A man named Alan Turing, lo ng before we actually had computers anything like what we have, created a “Turing Machine” that would operate according to universal principles. One of the first things established right off was called the Turing halting problem. What Turing realized in this little “thought experiment” was that there exists questions which a universal Turing Machine simply can never solve. Certain mathematical questions reach toward infinity, and the computer simple will be unable to give us an answer one way or another as to what is the correct answer on certain questions.
Then he developed this test which is now generally called the Turing test. Suppose, said Turing, you had a man and a woman behind a curtain, and you asked another person to sit on the other side of the curtain, and by passing written questions back and forth, the person could determine, purely by the answers of the questions, which was a man and which was a woman.
From that, Turing proposed a similar test. Suppose a person sat on one side of the curtain, and on the other side, there was a computer. The person would type questions to the computer, but would not know whether he was asking questions of a computer or a real person.

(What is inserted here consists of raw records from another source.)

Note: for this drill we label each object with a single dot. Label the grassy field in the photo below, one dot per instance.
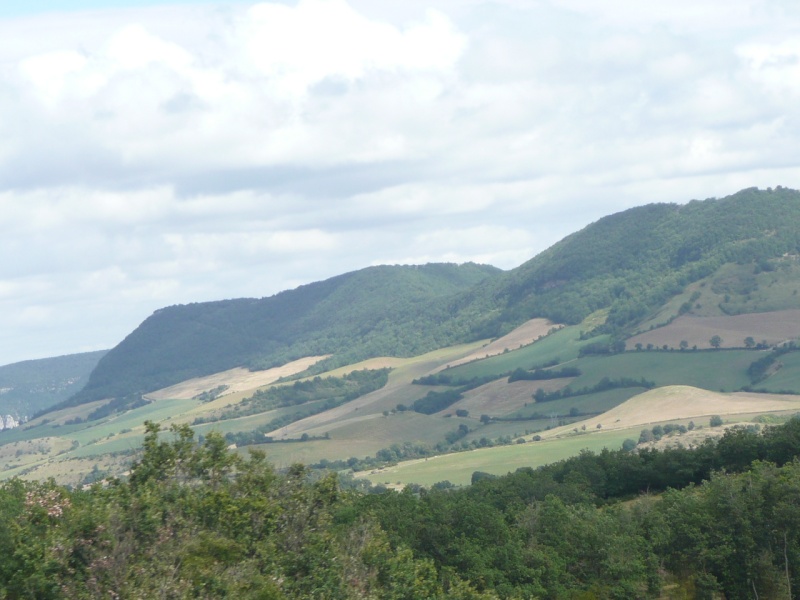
(712, 370)
(458, 468)
(585, 404)
(787, 377)
(771, 327)
(562, 345)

The computer would then send typewritten answers back “pretending” to be a real person. If this computer could answer questions so that, to all intents and purposes, the person on the other side of the curtain could not tell by those answers whether he was questioning a computer or a real person, then to all intents and purposes, the computer would be the equivalent of a real person.
Let’s propose, then, a similar “Turing test” for the “Holy Spirit”.
Suppose there could be a way of defining what the Holy Spirit is, and the definition could be written in such a way that a person could ask questions of a computer(without knowing it was a computer), showing whether that computer could properly answer the questions.
Wait a minute, you say, there is no such test or a process by which we can ask a computer to define the Holy Spirit. Of course not, because if there was, we could all know exactly what it is, and we could define it for ourselves.
But if we could define it ourselves, then we could take that definition and program it into a computer, so that any computer would know as much about the Holy Spirit as we do.
THEN, if we asked a computer questions about the Holy Spirit, to all intents and purposes, that computer would “possess” the Holy Spirit!
Not possible? Why? Because the Holy Spirit must come from God? But how do we know that, if we can’t define it, and if we CAN define it, then we can program a computer to have it exactly the same as ourselves. If we can define it, we can program it. If we can program it, a computer can have it exactly the same as we do.
This would seem to leave one of two options:
1.There is no Holy Spirit
2.There may actually be a Holy Spirit, but we have no way of defining or controlling it, which means that there is no proof whatever, from proposition (1) or proposition (2), that any religion, any church, any doctrine, any dogma, actually represents the Holy Spirit, which means that every attempt will simply result in infinite splintering of ideas as to what he Holy Spirit is.
While this may not disprove the existence of a Holy Spirit, it certainly leaves no room for any religion to claim authority over the Holy Spirit.